I am an eternal pessimist. I think that if you start every day expecting the worst, you may be pleasantly surprised a small, and I mean minuscule percentage of the time. Joel and I are proof that opposites attract because he believes in the inherent goodness and beauty of all humanity. I believe Murphy’s law is a pipe dream.
Whereas I create worst-case scenarios, Joel smiles and says, “What could possibly go wrong?”
Joel is a teacher who moonlights as a handyman, especially in the summer. Part of his summer work involves shingling houses. Naturally, I worry incessantly while he is climbing around on roofs, and it helps me a great deal if he gives me a ballpark time as to when he will arrive home. A typical summer workday might go like this:
Joel kisses me and heads out the door at 7:30. He says he will be quitting early today, and to expect him back around 2:00.
I scream at the kids and wash 14 loads of laundry until noon, at which time I plop a frozen pizza in front of them, and then throw it in the trash after they eat the pepperonis off the top. Once I tried to skip a step and simply served a bowl of microwaved pepperonis, but for some odd reason that didn’t go over so well. Before you judge, understand that the pizza crust in the trash was whole grain organic.
After lunch, I call Joel to check in. When he doesn’t answer the first seven times, I shakily start planning his funeral. Since I am putting laundry away in my closet anyway, I might look for a tasteful and refined black dress to wear to the ceremony while I am in there.
At that moment, Joel calls. “So sorry, honey. I had my phone on silent. Not sure why. What’s up?”
“I was just wondering whether I should wear the black silk dress with the buttons down the back or the dark grey bell-sleeve chiffon to your funeral,” I reply dryly.
“Oh, Honey. You’re so funny. You know I’m careful.”
“Except for the time you fell off the roof, broke several ribs, punctured a lung, dislocated your shoulder, and got that concussion.”
“Sweetheart, that was almost ten years ago. Try to relax,” he says soothingly.
“Yes, when you were ten years younger and healthier and more coordinated,” I say, just a little sassily.
I know there’s no point in arguing, so I just admonish him to be careful. I know that when he says 2:00, he means 4:00, so I decide that I will not worry until it’s time, and start on the next eight loads of laundry.
At 4:00, I decide on the bell-sleeve chiffon. It could use a quick run over with an iron, and I won’t be up for it once the news is confirmed, so I turn on the iron to get it heating up. I’m pretty sure Dashiell’s suit still fits, and Millie has several dark dresses, but Clementine only has colorful, festive clothes. I wonder if I can get my mom to pick up something more appropriate for her when she’s on her way here to help me organize all the casseroles people are bound to start dropping off.

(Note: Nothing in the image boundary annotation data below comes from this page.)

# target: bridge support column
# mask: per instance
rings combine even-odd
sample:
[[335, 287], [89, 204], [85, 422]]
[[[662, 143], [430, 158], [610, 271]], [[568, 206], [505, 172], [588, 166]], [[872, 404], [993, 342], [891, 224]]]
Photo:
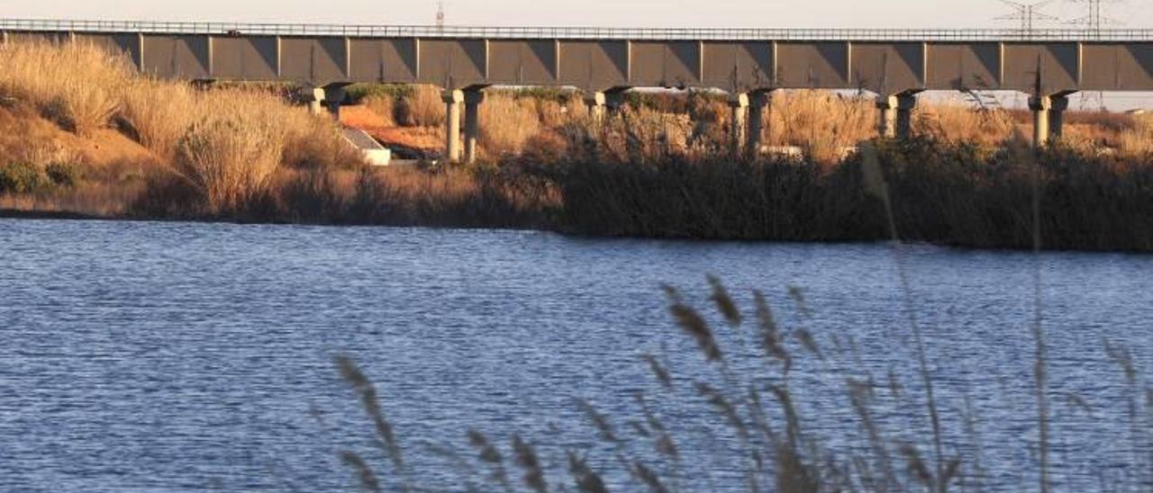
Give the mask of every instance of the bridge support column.
[[732, 129], [729, 132], [732, 157], [733, 159], [740, 159], [748, 145], [748, 94], [733, 94], [729, 98], [729, 107], [732, 108]]
[[876, 98], [877, 127], [881, 138], [909, 138], [913, 135], [913, 109], [917, 94], [903, 93]]
[[585, 105], [588, 106], [588, 115], [593, 119], [594, 123], [604, 122], [604, 105], [608, 103], [608, 98], [603, 92], [590, 92], [585, 94]]
[[309, 113], [317, 116], [324, 114], [324, 88], [308, 88], [302, 96]]
[[480, 89], [465, 91], [465, 162], [476, 162], [476, 141], [481, 136], [481, 104], [484, 93]]
[[876, 134], [881, 138], [897, 137], [897, 106], [900, 104], [896, 96], [881, 96], [876, 98], [877, 124]]
[[751, 159], [756, 159], [761, 156], [761, 150], [764, 147], [764, 130], [769, 127], [768, 122], [770, 117], [770, 115], [764, 114], [764, 111], [773, 103], [773, 92], [753, 92], [748, 98], [748, 149], [746, 152]]
[[460, 104], [465, 101], [465, 91], [445, 90], [445, 152], [444, 160], [460, 162]]
[[1049, 97], [1049, 136], [1060, 139], [1064, 135], [1065, 109], [1069, 109], [1068, 96]]
[[329, 105], [329, 114], [338, 122], [340, 121], [340, 104], [345, 100], [345, 88], [347, 88], [346, 84], [329, 84], [323, 89], [324, 103]]
[[1028, 98], [1028, 109], [1033, 112], [1033, 145], [1043, 147], [1049, 144], [1049, 138], [1053, 136], [1049, 128], [1053, 98], [1033, 96]]
[[897, 97], [897, 138], [913, 136], [913, 109], [917, 108], [917, 94]]

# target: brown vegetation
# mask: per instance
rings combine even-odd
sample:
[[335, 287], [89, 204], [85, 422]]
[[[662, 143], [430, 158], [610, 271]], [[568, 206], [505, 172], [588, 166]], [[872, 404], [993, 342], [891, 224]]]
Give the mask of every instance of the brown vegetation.
[[[380, 172], [362, 170], [338, 127], [291, 106], [279, 86], [155, 81], [74, 43], [2, 50], [0, 62], [12, 70], [0, 74], [0, 124], [13, 130], [0, 135], [0, 165], [23, 166], [8, 169], [18, 183], [5, 194], [9, 207], [661, 237], [884, 237], [868, 219], [877, 204], [860, 190], [859, 157], [846, 152], [875, 132], [869, 98], [779, 92], [766, 142], [798, 146], [804, 157], [734, 161], [731, 108], [719, 93], [631, 94], [624, 108], [594, 120], [573, 92], [491, 90], [481, 115], [482, 165]], [[30, 65], [50, 67], [43, 70], [50, 76]], [[91, 91], [48, 77], [83, 79]], [[346, 122], [417, 150], [443, 145], [438, 89], [359, 91], [364, 105], [345, 112]], [[882, 145], [902, 230], [939, 243], [1027, 245], [1023, 190], [1032, 165], [1007, 151], [1018, 145], [1012, 136], [1022, 117], [995, 106], [922, 105], [919, 137]], [[1145, 220], [1153, 120], [1075, 113], [1068, 120], [1065, 138], [1041, 161], [1048, 246], [1153, 249]], [[100, 172], [92, 156], [107, 150], [93, 147], [125, 147], [127, 138], [138, 144], [103, 162], [133, 172]], [[1111, 147], [1102, 151], [1101, 143]], [[40, 187], [50, 183], [50, 165], [76, 167], [80, 184]], [[110, 204], [95, 204], [100, 196]]]

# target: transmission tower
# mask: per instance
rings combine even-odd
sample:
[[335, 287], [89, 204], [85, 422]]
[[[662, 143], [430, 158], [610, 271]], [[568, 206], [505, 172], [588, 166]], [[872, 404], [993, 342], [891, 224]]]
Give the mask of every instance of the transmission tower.
[[1082, 3], [1088, 10], [1084, 17], [1069, 21], [1070, 24], [1078, 24], [1091, 31], [1094, 36], [1101, 36], [1101, 29], [1106, 25], [1118, 24], [1116, 20], [1105, 15], [1105, 3], [1116, 3], [1121, 0], [1067, 0], [1072, 3]]
[[[1095, 39], [1101, 39], [1102, 29], [1106, 25], [1120, 24], [1118, 21], [1105, 15], [1105, 3], [1116, 3], [1122, 0], [1065, 0], [1072, 3], [1082, 3], [1088, 10], [1084, 17], [1069, 21], [1069, 24], [1077, 24], [1085, 28], [1088, 35]], [[1082, 92], [1082, 109], [1095, 108], [1106, 111], [1105, 91]]]
[[1043, 21], [1055, 21], [1057, 17], [1041, 12], [1041, 7], [1053, 3], [1055, 0], [1045, 0], [1034, 3], [1020, 3], [1011, 0], [1001, 0], [1002, 3], [1012, 7], [1013, 13], [996, 17], [998, 21], [1020, 22], [1020, 36], [1030, 38], [1033, 36], [1033, 28]]

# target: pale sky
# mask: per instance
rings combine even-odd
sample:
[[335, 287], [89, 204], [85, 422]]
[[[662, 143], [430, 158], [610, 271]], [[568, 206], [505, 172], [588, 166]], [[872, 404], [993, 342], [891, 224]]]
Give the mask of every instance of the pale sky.
[[[1023, 0], [1032, 1], [1032, 0]], [[453, 25], [640, 28], [993, 28], [1011, 9], [998, 0], [445, 0]], [[0, 0], [3, 17], [432, 24], [436, 0]], [[1153, 28], [1153, 0], [1108, 5], [1124, 28]], [[1055, 0], [1043, 12], [1071, 20], [1085, 7]], [[1049, 26], [1068, 26], [1056, 21]]]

Poor Clementine. Here I had been worried that she’d lose her father before he could walk her down the aisle at her wedding (I mean, with a walker is better than not having her father there at all). Now she wouldn’t even have her daddy at the father-daughter dance in kindergarten.
When Joel walks in at 4:30, I run into his arms and lay my head on his chest. “I’ll never get tired of the way you greet me,” he says. “You make me feel so loved, baby.”